According to data from the United States Census Bureau, around 15 percent of Mesa’s population is living in poverty.

Zullo said the district will continue to look for ways to reach its low-income communities.

Statewide, 56 percent of students qualify for free or reduced-priced meals.

Overall for summer 2018, the federal program provided over 1.5 million meals and snacks to children around the country, according to the U.S. Department of Agriculture’s Food and Nutrition Service Agency.

Although there are Valley food banks, not all families can get to them, Swiat said.

“What you see throughout the state are schools, specifically district sites that are very convenient locations for students who don’t have access to transportation and can’t get to a food bank,” he said.

“Schools are the cornerstone of a community and is more accessible to students than one off-site like a food bank,” Swiat said. “In addition, a lot of schools provide transportation to students.

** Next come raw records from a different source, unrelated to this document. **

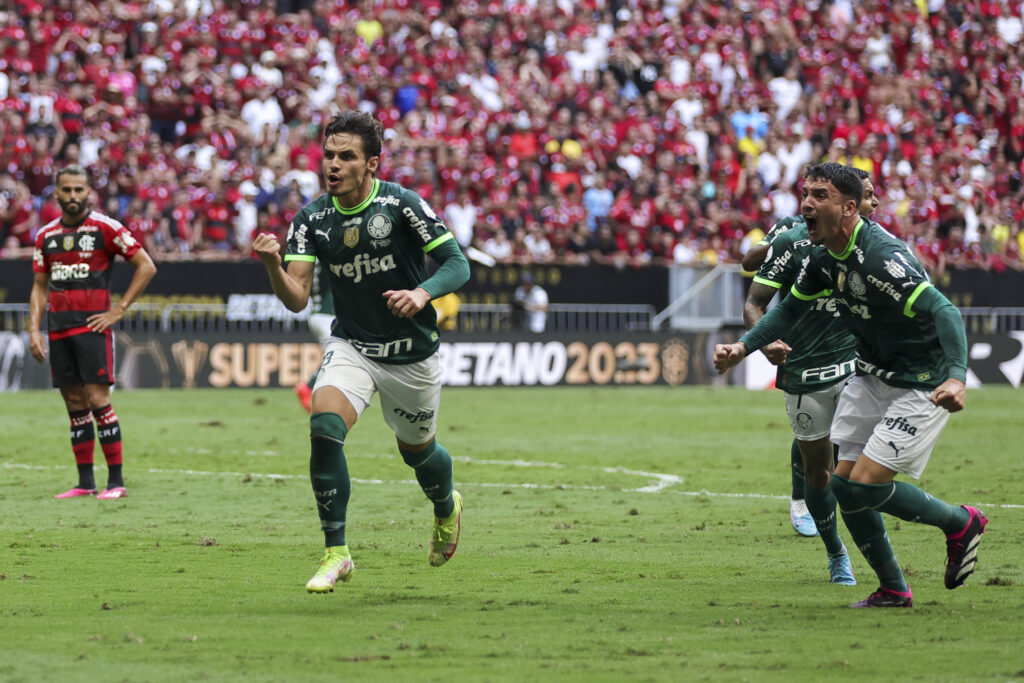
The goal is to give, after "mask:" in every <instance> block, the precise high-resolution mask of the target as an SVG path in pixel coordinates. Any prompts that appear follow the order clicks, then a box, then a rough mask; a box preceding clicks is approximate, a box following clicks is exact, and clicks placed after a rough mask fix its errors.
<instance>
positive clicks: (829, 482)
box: [828, 474, 864, 512]
mask: <svg viewBox="0 0 1024 683" xmlns="http://www.w3.org/2000/svg"><path fill="white" fill-rule="evenodd" d="M828 485H829V487H830V488H831V492H833V496H835V497H836V502H837V503H838V504H839V508H840V510H842V511H843V512H854V511H856V510H858V509H860V508H863V507H864V506H863V505H862V504H861V503H860V502H859V501H858V500H857V499H856V497H855V496H854V495H853V492H852V490H850V480H849V479H847V478H846V477H841V476H839V475H838V474H834V475H833V476H831V477H830V478H829V479H828Z"/></svg>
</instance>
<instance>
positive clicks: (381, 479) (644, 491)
mask: <svg viewBox="0 0 1024 683" xmlns="http://www.w3.org/2000/svg"><path fill="white" fill-rule="evenodd" d="M453 460H456V461H459V462H472V463H475V464H481V465H482V464H494V465H508V466H512V467H554V468H558V469H568V466H566V465H561V464H559V463H531V462H529V461H523V460H511V461H505V460H474V459H471V458H453ZM0 467H3V468H5V469H24V470H62V469H67V468H65V467H62V466H56V465H29V464H26V463H10V462H3V463H0ZM581 469H583V468H581ZM591 469H596V470H599V471H602V472H607V473H609V474H628V475H631V476H639V477H645V478H648V479H654V481H653V482H651V483H649V484H647V485H646V486H641V487H639V488H621V489H618V488H616V489H615V490H621V492H624V493H634V494H660V493H666V494H673V495H675V496H686V497H690V498H701V497H707V498H739V499H758V500H768V501H785V500H788V499H790V497H788V496H773V495H770V494H734V493H728V492H725V493H718V492H711V490H708V489H707V488H705V489H701V490H675V489H672V488H670V486H674V485H676V484H679V483H682V482H683V477H681V476H678V475H675V474H664V473H658V472H643V471H638V470H628V469H625V468H622V467H594V468H591ZM145 471H146V472H150V473H152V474H182V475H187V476H223V477H251V478H253V479H298V480H302V481H308V480H309V477H308V476H306V475H304V474H261V473H257V472H211V471H207V470H169V469H160V468H150V469H147V470H145ZM352 481H353V482H354V483H366V484H382V485H418V484H417V482H416V480H415V479H362V478H358V477H352ZM459 483H460V484H461V485H466V486H480V487H482V488H536V489H552V490H609V489H608V487H607V486H588V485H577V484H545V483H530V482H520V483H508V482H505V483H502V482H490V481H459ZM971 505H976V506H978V507H981V508H1002V509H1009V510H1016V509H1024V505H1017V504H1013V503H971Z"/></svg>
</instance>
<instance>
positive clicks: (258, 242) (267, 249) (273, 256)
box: [253, 232, 281, 267]
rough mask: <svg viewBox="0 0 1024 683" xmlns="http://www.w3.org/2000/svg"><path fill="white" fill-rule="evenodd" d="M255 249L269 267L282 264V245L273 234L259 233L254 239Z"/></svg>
mask: <svg viewBox="0 0 1024 683" xmlns="http://www.w3.org/2000/svg"><path fill="white" fill-rule="evenodd" d="M253 251H254V252H256V255H257V256H259V258H260V260H261V261H263V264H264V265H266V266H268V267H269V266H275V265H280V264H281V245H280V244H279V243H278V238H275V237H273V236H272V234H267V233H266V232H260V233H259V234H257V236H256V239H255V240H253Z"/></svg>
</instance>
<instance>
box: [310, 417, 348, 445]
mask: <svg viewBox="0 0 1024 683" xmlns="http://www.w3.org/2000/svg"><path fill="white" fill-rule="evenodd" d="M346 434H348V427H346V426H345V421H344V420H342V419H341V416H340V415H336V414H335V413H313V415H312V416H311V417H310V418H309V438H326V439H331V440H332V441H338V442H340V443H344V442H345V435H346Z"/></svg>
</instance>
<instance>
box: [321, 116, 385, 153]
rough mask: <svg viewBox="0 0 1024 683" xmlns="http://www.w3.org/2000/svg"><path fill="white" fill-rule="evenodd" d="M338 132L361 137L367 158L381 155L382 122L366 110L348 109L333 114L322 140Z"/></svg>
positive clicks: (379, 119) (381, 143)
mask: <svg viewBox="0 0 1024 683" xmlns="http://www.w3.org/2000/svg"><path fill="white" fill-rule="evenodd" d="M338 133H350V134H352V135H357V136H358V137H359V138H361V139H362V153H364V154H365V155H366V156H367V159H370V158H371V157H380V156H381V146H382V145H383V143H384V124H382V123H381V122H380V119H376V118H374V116H373V115H372V114H367V113H366V112H358V111H354V110H353V111H349V112H342V113H341V114H337V115H335V117H334V118H333V119H331V122H330V123H329V124H328V125H327V128H325V129H324V142H325V143H326V142H327V140H328V138H329V137H331V136H332V135H337V134H338Z"/></svg>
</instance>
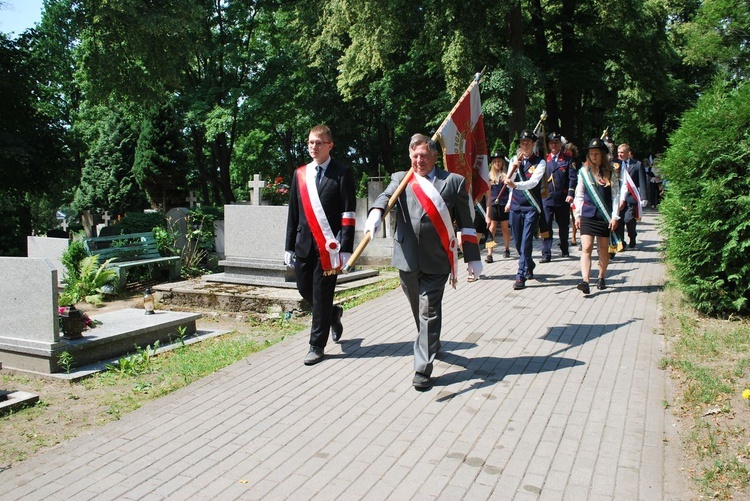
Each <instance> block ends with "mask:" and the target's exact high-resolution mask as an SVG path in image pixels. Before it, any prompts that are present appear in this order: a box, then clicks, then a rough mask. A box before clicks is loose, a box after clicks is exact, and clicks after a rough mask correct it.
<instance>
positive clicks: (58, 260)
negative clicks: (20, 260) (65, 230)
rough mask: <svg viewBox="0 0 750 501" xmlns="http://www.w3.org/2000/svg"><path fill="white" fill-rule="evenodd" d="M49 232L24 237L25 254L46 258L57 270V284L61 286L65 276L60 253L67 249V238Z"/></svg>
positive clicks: (62, 252) (61, 259)
mask: <svg viewBox="0 0 750 501" xmlns="http://www.w3.org/2000/svg"><path fill="white" fill-rule="evenodd" d="M49 233H51V232H48V234H47V236H46V237H34V236H31V237H26V248H27V255H28V256H29V257H30V258H35V259H48V260H49V261H50V262H51V263H52V265H53V266H54V267H55V269H56V270H57V280H58V286H62V281H63V279H64V278H65V266H64V265H63V264H62V255H63V253H64V252H65V251H66V250H68V239H67V238H54V237H52V236H50V234H49Z"/></svg>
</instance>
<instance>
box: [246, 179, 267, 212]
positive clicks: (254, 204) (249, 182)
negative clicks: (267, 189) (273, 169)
mask: <svg viewBox="0 0 750 501" xmlns="http://www.w3.org/2000/svg"><path fill="white" fill-rule="evenodd" d="M265 185H266V182H265V181H261V180H260V174H254V175H253V180H252V181H249V182H248V183H247V186H248V187H249V188H250V189H251V190H252V191H253V196H252V199H253V200H252V203H253V205H260V194H261V191H260V190H261V189H262V188H263V187H264V186H265Z"/></svg>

They pick you up and drop off at certain schools.”

Locations where the program can be offered also include camps, parks, playgrounds, housing projects, community centers, churches and other public sites where children hang out during the summer.

Swiat said in Arizona, 55 to 60 percent of the sites are on school campuses.

“I just encourage people to take advantage of the program that are in need and for schools to reach out to people that it’s available,” he said.

Apache Junction School District also is offering rbeakfast and lunch at the following tiems and places:

--Cactus Canyon Junior High School, 801 W. Southern Ave., June 4 – July 5, Monday-Friday, 7:30–8:30 a.m.,11:30 a.m.–1 p.m.

-Four Peaks Elementary, 1785 N. Idaho Road, through July 12 Monday-Friday, 8:30-9:30 a.m., 11:30 a.m. -1 p.m.

-Salvation Army, 605 E. Broadway, June 10-July 12, Monday-Friday, 11:30 a.m.-12:30 p.m.

(1) comment


At the risk (certainty) of being cast as a heartless neanderthal, I have a problem accepting that it is the function of our educational system to do the job of those bring children into the world and then fail to do their primary job of feeding them.
In a system overpopulated with administration and overloaded with having to deal with children of illegal aliens, many of whom do not speak English, teachers who are constantly demanding more money, schools in need of repairs, and inadequate classroom supplies, how is it the job of the school to shoulder the added burden of providing meals, even when school is out of session, to any student, let alone their parents?
The job of the educational system is to educate. Welfare and economic assistance should not be included in its responsibilities, paid for by property taxes.